「立てば芍薬座れば牡丹歩く姿は百合の花」と、古く良き時代の美しい日本女性を花に例えた言葉がある。その、美しい花「牡丹」を尋ねた。4月29日祝日、町田ぼたん園は多くの人で賑わっていた。敷地、16.000m2、東京ドームより少し大きい。現在、331品種、1730株の牡丹が咲き誇っている。
園内は網の目のような通路が張り巡らされ、全ての花に名前のプレートがつけられているが、あまりの多さに頭がついていかない。
歩き疲れ、花の名前で混乱した頭を癒すため静かな場所でお弁当にした。やはり、「花よりダンゴ」と言ったレベルなのか。
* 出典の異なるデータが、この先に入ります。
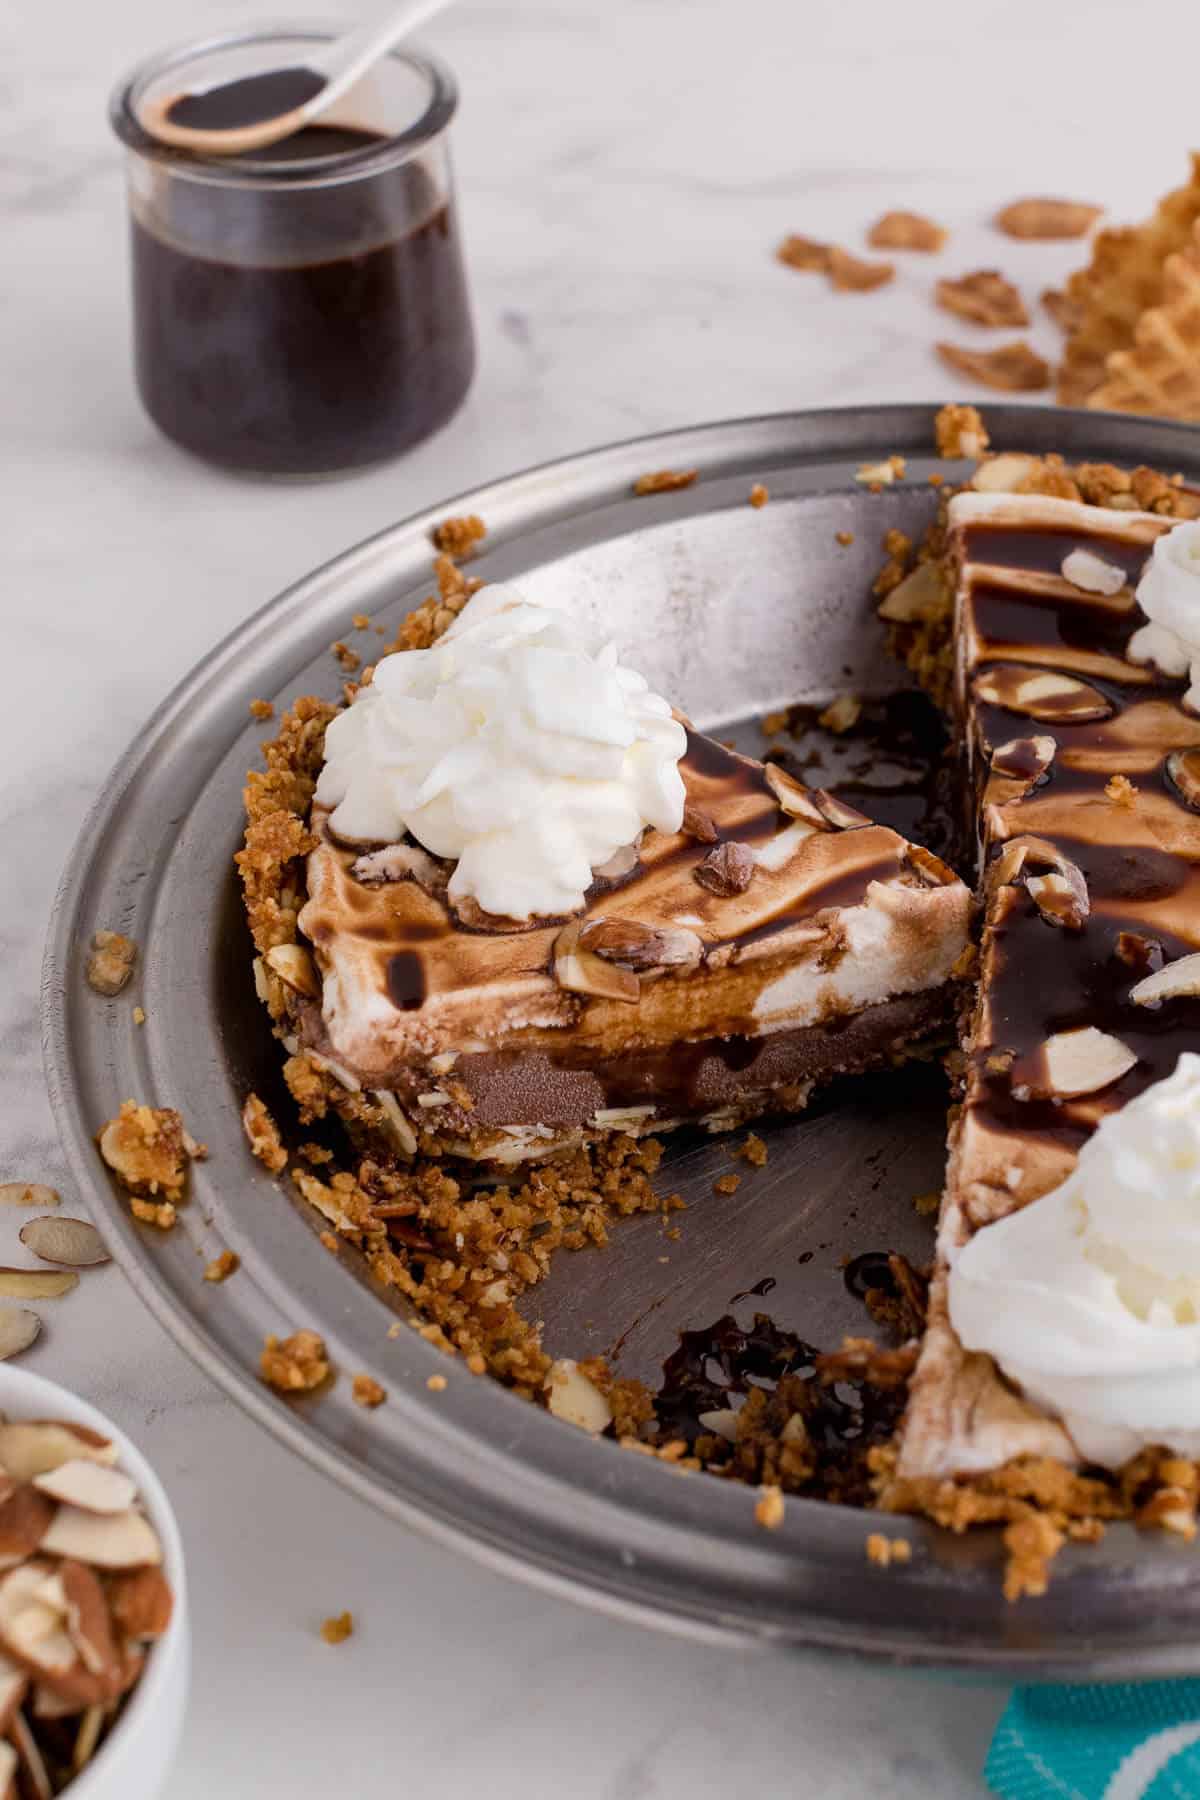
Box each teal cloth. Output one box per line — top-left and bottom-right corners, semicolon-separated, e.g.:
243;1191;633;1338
987;1684;1200;1799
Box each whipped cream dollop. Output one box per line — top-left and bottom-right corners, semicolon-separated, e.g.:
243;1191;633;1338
315;584;687;920
949;1055;1200;1468
1129;519;1200;708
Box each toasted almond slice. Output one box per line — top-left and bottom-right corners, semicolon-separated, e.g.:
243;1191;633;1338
33;1461;135;1516
0;1740;15;1795
40;1506;161;1571
544;1360;612;1435
264;943;319;999
0;1667;24;1741
11;1710;52;1800
0;1273;77;1303
0;1423;116;1484
696;1408;740;1443
73;1702;106;1775
0;1491;53;1562
1026;870;1089;930
1166;749;1200;812
1130;951;1200;1006
0;1188;58;1211
0;1315;40;1366
553;922;640;1004
763;763;830;828
3;1612;75;1679
32;1683;76;1720
877;559;947;624
813;789;872;830
17;1218;108;1269
969;452;1043;493
59;1562;121;1688
991;735;1057;783
1041;1027;1137;1098
973;666;1111;724
107;1566;173;1641
1061;548;1127;596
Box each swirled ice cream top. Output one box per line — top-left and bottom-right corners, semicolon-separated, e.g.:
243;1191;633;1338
1130;518;1200;707
949;1053;1200;1468
314;585;688;920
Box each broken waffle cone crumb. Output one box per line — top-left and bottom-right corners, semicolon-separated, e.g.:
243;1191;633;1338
1058;155;1200;405
755;1485;785;1529
749;483;769;508
261;1329;330;1393
633;469;698;495
934;402;989;459
936;339;1050;392
868;210;945;253
352;1374;386;1409
776;234;830;273
1086;229;1200;421
85;932;136;998
827;247;894;293
203;1249;239;1283
241;1093;287;1175
995;197;1103;240
431;514;486;557
935;271;1029;329
320;1612;353;1645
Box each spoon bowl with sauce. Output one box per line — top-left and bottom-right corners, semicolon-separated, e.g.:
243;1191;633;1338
139;0;452;157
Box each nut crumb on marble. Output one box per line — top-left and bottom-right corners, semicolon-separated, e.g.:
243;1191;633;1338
935;270;1029;329
868;210;945;253
320;1612;353;1645
261;1329;330;1393
633;469;698;495
994;197;1103;240
352;1374;386;1409
204;1249;239;1283
241;1093;287;1175
431;514;486;557
86;931;136;997
936;339;1051;392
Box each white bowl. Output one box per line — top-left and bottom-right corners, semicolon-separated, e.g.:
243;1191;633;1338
0;1364;189;1800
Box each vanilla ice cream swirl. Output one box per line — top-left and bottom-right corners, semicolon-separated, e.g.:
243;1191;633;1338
949;1054;1200;1468
1129;519;1200;708
315;585;687;920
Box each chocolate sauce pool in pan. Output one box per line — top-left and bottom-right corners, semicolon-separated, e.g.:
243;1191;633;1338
130;123;475;474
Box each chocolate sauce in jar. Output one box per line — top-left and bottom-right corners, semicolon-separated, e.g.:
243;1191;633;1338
130;121;475;474
166;66;328;131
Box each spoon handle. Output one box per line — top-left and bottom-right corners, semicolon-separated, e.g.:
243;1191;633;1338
308;0;455;107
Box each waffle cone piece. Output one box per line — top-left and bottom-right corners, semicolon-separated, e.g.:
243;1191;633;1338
1058;152;1200;406
1085;224;1200;420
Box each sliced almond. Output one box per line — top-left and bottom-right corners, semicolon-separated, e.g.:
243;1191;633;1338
553;922;639;1004
592;841;642;880
763;763;830;828
986;835;1089;928
0;1741;15;1796
32;1683;76;1720
73;1702;106;1775
0;1424;116;1484
1166;749;1200;812
33;1461;135;1516
813;790;872;830
579;918;702;972
264;943;319;1000
40;1507;161;1571
1025;870;1089;930
59;1562;121;1689
17;1218;108;1269
991;735;1056;784
1061;548;1126;596
1041;1027;1137;1098
1130;951;1200;1007
0;1189;58;1212
696;1408;740;1443
350;843;447;891
0;1315;40;1366
0;1663;26;1736
11;1711;52;1800
970;452;1043;493
0;1273;77;1303
0;1491;53;1562
877;559;947;624
694;841;757;896
905;844;959;888
973;666;1112;724
107;1566;174;1642
544;1360;612;1435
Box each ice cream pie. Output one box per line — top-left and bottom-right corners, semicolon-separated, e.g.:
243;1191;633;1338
271;586;970;1166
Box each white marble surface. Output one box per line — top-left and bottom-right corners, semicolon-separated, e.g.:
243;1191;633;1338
8;0;1199;1790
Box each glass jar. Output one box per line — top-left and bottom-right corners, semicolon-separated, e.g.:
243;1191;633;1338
110;26;476;476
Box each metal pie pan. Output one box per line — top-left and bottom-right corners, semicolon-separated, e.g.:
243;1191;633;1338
43;404;1200;1679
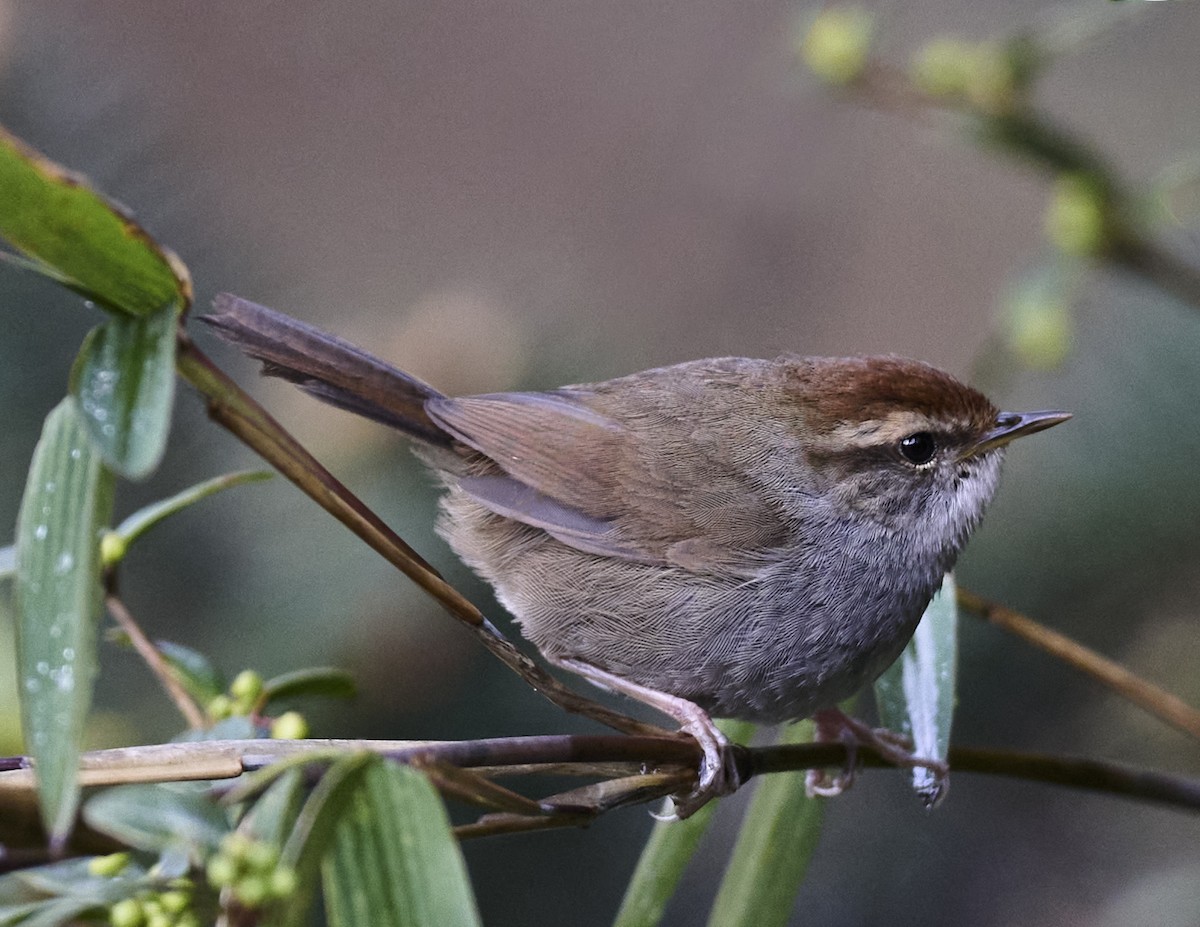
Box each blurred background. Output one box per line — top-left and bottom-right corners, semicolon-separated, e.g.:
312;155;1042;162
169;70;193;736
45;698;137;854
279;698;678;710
1;0;1199;923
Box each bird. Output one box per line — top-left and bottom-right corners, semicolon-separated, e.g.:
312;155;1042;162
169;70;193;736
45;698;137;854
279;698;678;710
202;293;1069;813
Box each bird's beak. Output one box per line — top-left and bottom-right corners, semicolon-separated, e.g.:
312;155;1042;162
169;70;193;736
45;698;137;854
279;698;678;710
963;410;1072;459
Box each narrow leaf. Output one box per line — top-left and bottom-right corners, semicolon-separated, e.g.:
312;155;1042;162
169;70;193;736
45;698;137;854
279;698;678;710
323;761;481;927
707;721;824;927
614;718;756;927
273;752;377;926
14;398;115;845
4;896;99;927
242;768;304;847
154;640;226;707
14;857;146;903
69;303;180;479
0;901;44;924
875;572;958;804
83;784;229;855
262;667;357;708
111;470;273;552
0;126;188;316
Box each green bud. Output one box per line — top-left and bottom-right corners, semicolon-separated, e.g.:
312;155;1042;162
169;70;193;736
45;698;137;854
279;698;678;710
234;875;270;908
1005;280;1074;369
910;37;975;98
1046;174;1109;256
964;42;1017;112
205;853;238;888
158;890;190;915
206;694;234;722
99;531;128;568
146;912;171;927
108;898;144;927
801;7;874;85
270;711;309;740
140;898;164;919
87;851;131;877
268;865;299;899
243;840;280;874
229;669;264;711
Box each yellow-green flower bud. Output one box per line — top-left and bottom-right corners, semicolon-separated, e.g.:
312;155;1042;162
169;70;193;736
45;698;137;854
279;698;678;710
205;853;238;888
206;694;234;722
801;7;874;85
158;890;190;915
108;898;144;927
910;37;975;98
268;866;299;899
1046;174;1109;256
99;531;128;568
234;875;269;908
229;669;264;713
270;711;309;740
964;42;1017;112
87;851;130;877
1005;281;1074;369
243;840;280;874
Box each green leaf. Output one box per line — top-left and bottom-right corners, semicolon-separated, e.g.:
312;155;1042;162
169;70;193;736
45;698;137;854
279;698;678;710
242;768;305;848
69;303;181;479
614;718;756;927
323;761;481;927
2;896;100;927
109;470;273;556
13;857;146;904
874;572;958;804
272;752;378;927
0;127;187;317
154;640;226;707
14;398;115;846
262;667;357;708
707;720;824;927
82;784;230;856
0;901;45;925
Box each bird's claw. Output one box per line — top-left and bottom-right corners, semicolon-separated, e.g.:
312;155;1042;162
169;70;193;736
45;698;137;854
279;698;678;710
805;708;950;801
670;719;740;818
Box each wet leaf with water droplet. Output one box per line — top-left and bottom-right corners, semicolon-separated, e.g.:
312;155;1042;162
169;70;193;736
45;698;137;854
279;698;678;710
14;398;115;847
875;572;959;806
69;301;180;480
0;126;189;316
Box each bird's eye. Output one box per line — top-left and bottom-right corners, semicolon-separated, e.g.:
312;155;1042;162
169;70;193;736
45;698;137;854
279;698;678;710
898;432;937;466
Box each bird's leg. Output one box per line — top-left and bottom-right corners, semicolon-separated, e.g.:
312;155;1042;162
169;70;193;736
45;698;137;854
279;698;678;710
805;708;949;798
555;658;739;817
805;708;862;797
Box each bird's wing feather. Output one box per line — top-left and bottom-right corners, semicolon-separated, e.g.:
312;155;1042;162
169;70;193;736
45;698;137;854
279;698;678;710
426;386;792;570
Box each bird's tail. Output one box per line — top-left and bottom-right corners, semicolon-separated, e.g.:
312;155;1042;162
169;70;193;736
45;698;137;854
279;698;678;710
201;293;453;448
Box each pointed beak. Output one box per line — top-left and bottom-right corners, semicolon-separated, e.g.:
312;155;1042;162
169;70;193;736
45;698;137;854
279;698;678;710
963;410;1072;459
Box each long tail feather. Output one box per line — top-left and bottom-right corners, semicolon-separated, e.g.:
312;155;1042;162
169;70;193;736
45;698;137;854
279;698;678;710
201;293;453;447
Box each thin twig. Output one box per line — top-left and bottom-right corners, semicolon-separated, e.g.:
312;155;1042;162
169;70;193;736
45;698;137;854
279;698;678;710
958;588;1200;741
174;334;665;739
1;736;1197;817
105;592;207;731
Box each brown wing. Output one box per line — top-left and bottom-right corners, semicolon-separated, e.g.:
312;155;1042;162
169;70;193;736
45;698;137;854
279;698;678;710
425;368;794;571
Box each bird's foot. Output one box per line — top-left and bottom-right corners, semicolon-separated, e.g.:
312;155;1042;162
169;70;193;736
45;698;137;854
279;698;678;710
805;708;949;799
555;658;740;819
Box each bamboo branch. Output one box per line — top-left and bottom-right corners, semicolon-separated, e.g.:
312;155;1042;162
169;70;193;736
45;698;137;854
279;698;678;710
1;736;1196;821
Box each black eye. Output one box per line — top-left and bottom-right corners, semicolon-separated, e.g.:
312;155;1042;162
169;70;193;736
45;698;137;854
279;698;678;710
898;432;937;466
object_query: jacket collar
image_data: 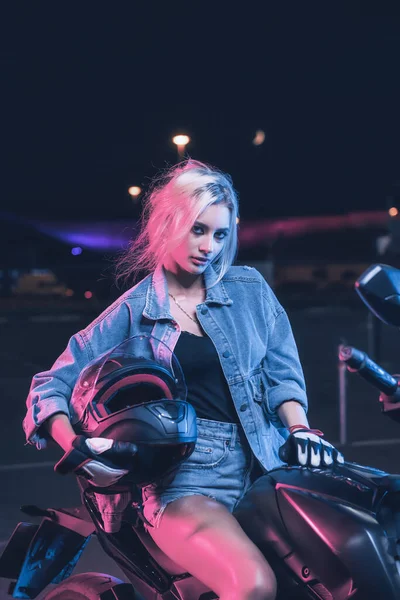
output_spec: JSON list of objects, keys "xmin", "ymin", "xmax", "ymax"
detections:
[{"xmin": 143, "ymin": 263, "xmax": 233, "ymax": 321}]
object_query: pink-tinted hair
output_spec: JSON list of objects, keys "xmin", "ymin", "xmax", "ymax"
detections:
[{"xmin": 115, "ymin": 159, "xmax": 240, "ymax": 288}]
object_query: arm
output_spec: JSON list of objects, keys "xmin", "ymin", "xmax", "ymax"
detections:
[
  {"xmin": 262, "ymin": 307, "xmax": 308, "ymax": 419},
  {"xmin": 259, "ymin": 278, "xmax": 343, "ymax": 466},
  {"xmin": 277, "ymin": 400, "xmax": 310, "ymax": 430},
  {"xmin": 23, "ymin": 302, "xmax": 131, "ymax": 448},
  {"xmin": 42, "ymin": 397, "xmax": 134, "ymax": 491},
  {"xmin": 44, "ymin": 413, "xmax": 77, "ymax": 452},
  {"xmin": 276, "ymin": 383, "xmax": 344, "ymax": 468},
  {"xmin": 47, "ymin": 413, "xmax": 133, "ymax": 488},
  {"xmin": 23, "ymin": 333, "xmax": 91, "ymax": 448}
]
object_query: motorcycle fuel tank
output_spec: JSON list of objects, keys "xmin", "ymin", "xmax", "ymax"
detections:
[{"xmin": 234, "ymin": 463, "xmax": 400, "ymax": 599}]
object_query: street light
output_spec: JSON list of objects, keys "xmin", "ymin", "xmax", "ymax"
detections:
[
  {"xmin": 172, "ymin": 134, "xmax": 190, "ymax": 161},
  {"xmin": 128, "ymin": 186, "xmax": 142, "ymax": 202}
]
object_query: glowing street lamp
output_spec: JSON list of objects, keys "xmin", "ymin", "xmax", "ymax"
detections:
[
  {"xmin": 128, "ymin": 186, "xmax": 142, "ymax": 197},
  {"xmin": 172, "ymin": 134, "xmax": 190, "ymax": 161},
  {"xmin": 128, "ymin": 186, "xmax": 142, "ymax": 203}
]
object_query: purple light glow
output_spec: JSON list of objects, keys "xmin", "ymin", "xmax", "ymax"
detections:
[
  {"xmin": 7, "ymin": 212, "xmax": 387, "ymax": 254},
  {"xmin": 71, "ymin": 247, "xmax": 83, "ymax": 256},
  {"xmin": 33, "ymin": 221, "xmax": 138, "ymax": 252}
]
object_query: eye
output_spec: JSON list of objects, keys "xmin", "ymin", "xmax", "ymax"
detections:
[
  {"xmin": 215, "ymin": 231, "xmax": 228, "ymax": 240},
  {"xmin": 192, "ymin": 225, "xmax": 203, "ymax": 235}
]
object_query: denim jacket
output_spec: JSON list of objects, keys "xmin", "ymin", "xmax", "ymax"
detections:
[{"xmin": 24, "ymin": 263, "xmax": 307, "ymax": 474}]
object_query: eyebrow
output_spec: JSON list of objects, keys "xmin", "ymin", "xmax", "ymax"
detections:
[{"xmin": 194, "ymin": 220, "xmax": 230, "ymax": 232}]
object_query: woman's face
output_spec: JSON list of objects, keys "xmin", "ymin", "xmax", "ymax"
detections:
[{"xmin": 166, "ymin": 203, "xmax": 231, "ymax": 275}]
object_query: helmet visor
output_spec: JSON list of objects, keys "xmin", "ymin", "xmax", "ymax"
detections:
[{"xmin": 71, "ymin": 334, "xmax": 187, "ymax": 413}]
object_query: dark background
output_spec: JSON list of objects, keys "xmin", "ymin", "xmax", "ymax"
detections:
[{"xmin": 2, "ymin": 3, "xmax": 400, "ymax": 224}]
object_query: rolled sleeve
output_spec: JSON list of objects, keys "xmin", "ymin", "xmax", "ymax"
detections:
[
  {"xmin": 23, "ymin": 333, "xmax": 90, "ymax": 448},
  {"xmin": 262, "ymin": 309, "xmax": 308, "ymax": 417}
]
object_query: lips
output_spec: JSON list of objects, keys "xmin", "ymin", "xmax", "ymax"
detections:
[{"xmin": 191, "ymin": 257, "xmax": 209, "ymax": 264}]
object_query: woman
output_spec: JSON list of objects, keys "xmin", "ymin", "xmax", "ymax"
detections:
[{"xmin": 23, "ymin": 160, "xmax": 343, "ymax": 600}]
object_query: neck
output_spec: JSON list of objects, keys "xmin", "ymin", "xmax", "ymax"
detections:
[{"xmin": 162, "ymin": 265, "xmax": 205, "ymax": 297}]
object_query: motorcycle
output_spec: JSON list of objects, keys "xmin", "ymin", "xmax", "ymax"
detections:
[{"xmin": 2, "ymin": 263, "xmax": 400, "ymax": 600}]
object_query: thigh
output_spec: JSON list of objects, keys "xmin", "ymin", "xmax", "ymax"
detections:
[
  {"xmin": 146, "ymin": 494, "xmax": 275, "ymax": 596},
  {"xmin": 141, "ymin": 427, "xmax": 254, "ymax": 528}
]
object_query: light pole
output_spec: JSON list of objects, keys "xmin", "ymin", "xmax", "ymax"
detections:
[{"xmin": 172, "ymin": 134, "xmax": 190, "ymax": 162}]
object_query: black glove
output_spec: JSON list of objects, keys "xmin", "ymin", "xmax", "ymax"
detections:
[
  {"xmin": 279, "ymin": 427, "xmax": 344, "ymax": 468},
  {"xmin": 54, "ymin": 435, "xmax": 138, "ymax": 488}
]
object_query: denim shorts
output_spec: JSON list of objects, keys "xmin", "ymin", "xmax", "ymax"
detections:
[{"xmin": 140, "ymin": 418, "xmax": 263, "ymax": 530}]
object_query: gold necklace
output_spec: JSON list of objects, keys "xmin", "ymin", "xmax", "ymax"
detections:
[{"xmin": 168, "ymin": 293, "xmax": 199, "ymax": 324}]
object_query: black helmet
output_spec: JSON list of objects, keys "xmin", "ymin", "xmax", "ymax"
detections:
[{"xmin": 71, "ymin": 334, "xmax": 197, "ymax": 487}]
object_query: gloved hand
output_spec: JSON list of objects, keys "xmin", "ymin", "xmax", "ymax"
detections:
[
  {"xmin": 54, "ymin": 435, "xmax": 138, "ymax": 488},
  {"xmin": 278, "ymin": 425, "xmax": 344, "ymax": 468}
]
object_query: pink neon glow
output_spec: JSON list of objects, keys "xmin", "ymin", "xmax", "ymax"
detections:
[
  {"xmin": 238, "ymin": 211, "xmax": 387, "ymax": 245},
  {"xmin": 276, "ymin": 483, "xmax": 337, "ymax": 553}
]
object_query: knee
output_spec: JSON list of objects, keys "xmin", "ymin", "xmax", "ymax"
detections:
[{"xmin": 238, "ymin": 562, "xmax": 277, "ymax": 600}]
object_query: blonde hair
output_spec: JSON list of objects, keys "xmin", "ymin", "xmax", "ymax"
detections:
[{"xmin": 115, "ymin": 159, "xmax": 239, "ymax": 288}]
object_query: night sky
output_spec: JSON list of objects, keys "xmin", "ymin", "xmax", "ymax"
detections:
[{"xmin": 2, "ymin": 3, "xmax": 400, "ymax": 224}]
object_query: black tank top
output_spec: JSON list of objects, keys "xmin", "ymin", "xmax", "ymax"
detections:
[{"xmin": 174, "ymin": 331, "xmax": 240, "ymax": 423}]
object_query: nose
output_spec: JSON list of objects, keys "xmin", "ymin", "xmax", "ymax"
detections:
[{"xmin": 199, "ymin": 234, "xmax": 214, "ymax": 255}]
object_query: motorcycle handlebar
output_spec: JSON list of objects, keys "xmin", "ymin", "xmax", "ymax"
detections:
[{"xmin": 338, "ymin": 345, "xmax": 399, "ymax": 396}]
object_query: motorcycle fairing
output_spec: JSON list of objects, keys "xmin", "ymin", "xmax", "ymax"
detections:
[
  {"xmin": 0, "ymin": 523, "xmax": 39, "ymax": 582},
  {"xmin": 83, "ymin": 490, "xmax": 176, "ymax": 594},
  {"xmin": 235, "ymin": 465, "xmax": 400, "ymax": 600},
  {"xmin": 2, "ymin": 518, "xmax": 91, "ymax": 599}
]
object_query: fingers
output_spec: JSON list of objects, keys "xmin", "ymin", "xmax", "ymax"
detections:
[
  {"xmin": 334, "ymin": 448, "xmax": 345, "ymax": 464},
  {"xmin": 293, "ymin": 432, "xmax": 320, "ymax": 466},
  {"xmin": 293, "ymin": 432, "xmax": 343, "ymax": 467},
  {"xmin": 321, "ymin": 440, "xmax": 344, "ymax": 466},
  {"xmin": 111, "ymin": 440, "xmax": 138, "ymax": 457},
  {"xmin": 85, "ymin": 438, "xmax": 137, "ymax": 460},
  {"xmin": 85, "ymin": 438, "xmax": 114, "ymax": 455}
]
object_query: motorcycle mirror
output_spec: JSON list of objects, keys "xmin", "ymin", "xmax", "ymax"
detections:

洋風の花、チューリップ畑なら、広く青々とした芝生の背景がベストだが、日本美人の花、牡丹には日本庭園が似合う。色鮮やかな花の中に、くすんだ色の山門や建屋が配置され、日本人にしか分からない暗号のような「ワビサビ」を感じる。日本に生まれ、今、ここにいることの幸せを思う。
広い園内には、子供達の走り回れる広場がある。5月の鯉のぼりが元気よく空を舞う。お母さん達には、薄紫の藤棚の花が日陰をつくる。一人、500円の入場料は決して高くない楽しい一日だった。